If you're a person of faith, pursuing a vision for life and stretching for goals apart from God can only result in a vacuous moment of achievement that ends with you wondering, "Is that all there is?" Pursuing a vision and stretching for goals with God on the sideline looking on can only lead to an abiding uncertainty that has you constantly wondering, "Is this right?" Pursuing a vision of God and stretching toward him is what puts everything else into perspective and leads to peaceful satisfaction as goals are achieved along the way.

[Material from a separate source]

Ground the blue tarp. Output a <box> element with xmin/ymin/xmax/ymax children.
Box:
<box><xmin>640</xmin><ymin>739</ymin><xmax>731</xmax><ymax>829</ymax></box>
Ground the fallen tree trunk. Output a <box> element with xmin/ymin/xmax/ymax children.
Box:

So, at this place in life, decide once and for all whether or not you're a "God person." You're here because you are people of faith, so I hope you are a "God person." If so, make Jesus Christ your meat and potatoes. It is the only wise and sensible way of dealing with him. Then let everything else be the twix bar on the way home and you'll find your journey was sweet.

Thursday, June 4, 2009

Jesus Walks Among the Churches

I turned around to see the voice that was speaking to me. And when I turned I saw seven golden lampstands, and among the lampstands was someone "like a son of man," dressed in a robe reaching down to his feet and with a golden sash around his chest. His head and hair were white like wool, as white as snow, and his eyes were like blazing fire. His feet were like bronze glowing in a furnace, and his voice was like the sound of rushing waters. In his right hand he held seven stars, and out of his mouth came a sharp double-edged sword. His face was like the sun shining in all its brilliance.
Revelation 1:12-16 NIV

When the Apostle John, lost in the Spirit one Sunday on Patmos, was blasted from behind by the trumpet like voice of Christ, he wasn't sure at first what was going on. He turned to behold a heavenly vision replete with symbolism and type. His heavenly vision has been the source of conjecture and confusion for the rest of us ever since, but it was not the author's intent that it to be so apprehended (or misapprehended). John's (and Jesus', the ultimate author) intent was clarity and applicability, but the church's interpretation has been mostly ethereal and cloudy.

The encouraging purpose and the revelation of watchful care conveyed in the opening lines of the prophecy are reiterated in the first vignette of the vision. Jesus, risen in glory, ruling in majesty from the heavenlies walks among the lampstands (or churches). Often, we think of him as far off, separated from the world we live in, in heaven out of direct touch. We have our job to do here, he has his to do there, at the end of time our paths will cross again. The vision says, "not so, that's not the way it works!"

Christ is intimately and actively engaged with the church in the here and now. In his hand, I would say as a symbol of doing his bidding, are the angels of the churches. They express his action and execute his command. They serve the heirs of salvation, and (I would add) fight for them. Each people may have its own prince, but each church definitely has its own star (see this).

Christ walks among us, his word sharp, dividing asunder soul and spirit. A word of power and life, strong not just in the heavenlies, but out here in Lampstand Land too. A word we have been given to proclaim, which even as we do, is uttered fresh from heaven--not an old, stale word, but one uttered in the always present. It may have been reduced to writing 2000 years ago, but it's being spoken with effect from heaven now.

His description is filled out in chapter three where we're told that in addition to the seven stars, the sevenfold Spirit before God's throne is also in his hand. Can you say filioque? Certainly, the Holy Spirit is the greatest gift we receive from the hand of Christ, but I think the image also speaks to our active means of connecting to, or fellowshipping with Christ, the risen Lord. After all, it's not bread and wine in his hand, nor a vial of holy water, but the sevenfold Spirit. 

The church is a place where Jesus walks and his presence is communicated through the Holy Spirit.